I have one. Early 90's IIRC.

Unplugged they're thin, but that's to be expected as the body isn't very deep. It's not super quiet, you can still use it unplugged, but it's not rich in the lows like a proper depth acoustic. The curved back is a nice touch and helps give it a bit more depth than it would otherwise have for such a thin guitar.

The neck is nice on it. Very electric-like, fast. 

Stock electronics are good, not great. I'm contemplating swapping the pure-piezo system out for one that lets me blend in a condensor with the piezo. I play mine through an Axe-Fx and it sounds quite excellent.

Mine was in rough shape when I got it: crack on the top between the bridge and the body, lot of wear and dings, poor action. But it came back to life after I took in to a local luthier. Apparently it's built well enough to take some abuse and come back kicking. I expect now that it's in my hands it'll last quite a bit longer.
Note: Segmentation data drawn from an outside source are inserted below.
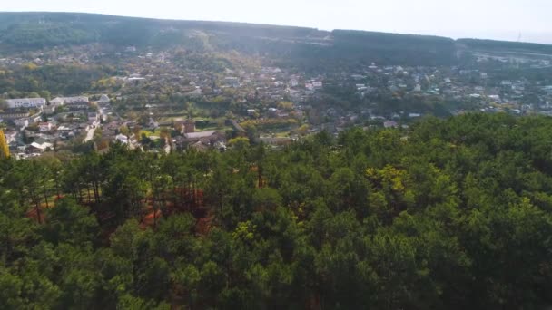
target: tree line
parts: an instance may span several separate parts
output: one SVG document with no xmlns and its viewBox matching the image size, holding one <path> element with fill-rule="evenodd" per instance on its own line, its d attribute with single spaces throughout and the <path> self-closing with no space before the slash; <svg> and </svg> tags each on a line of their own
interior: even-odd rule
<svg viewBox="0 0 552 310">
<path fill-rule="evenodd" d="M 6 309 L 538 309 L 552 119 L 0 161 Z"/>
</svg>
I recorded it acoustic on this backing track I did. It was mic'ed with a large diaphragm condenser mic in to an Apogee preamp. IMO it's nice, but it's lacking the depth of a full-sized acoustic. http://dl.dropbox.com/u/870088/sounds/lalo.mp3

Depending on the shape it's in you can pay anywhere from $300 - $600 for it. You'll want the case with it. It's a non-standard depth so finding an aftermarket case could be a bit tricky.


----------



## jimmy c g (Jan 1, 2008)

,hey iarsee. that post gets my vote for best reply ever, lots of good info and a trippy sound bite to boot, thanks and keep up the good work !! Jim


----------



## Guest (Mar 22, 2012)

jimmy c g said:


> ,hey iarsee. that post gets my vote for best reply ever, lots of good info and a trippy sound bite to boot, thanks and keep up the good work !! Jim


Right on man. That's the first time I've ever heard anyone refer to Duran Duran as trippy. 

The backing track that's for is this song: 

[video=youtube;uheQI03MADU]http://www.youtube.com/watch?v=uheQI03MADU[/video]


----------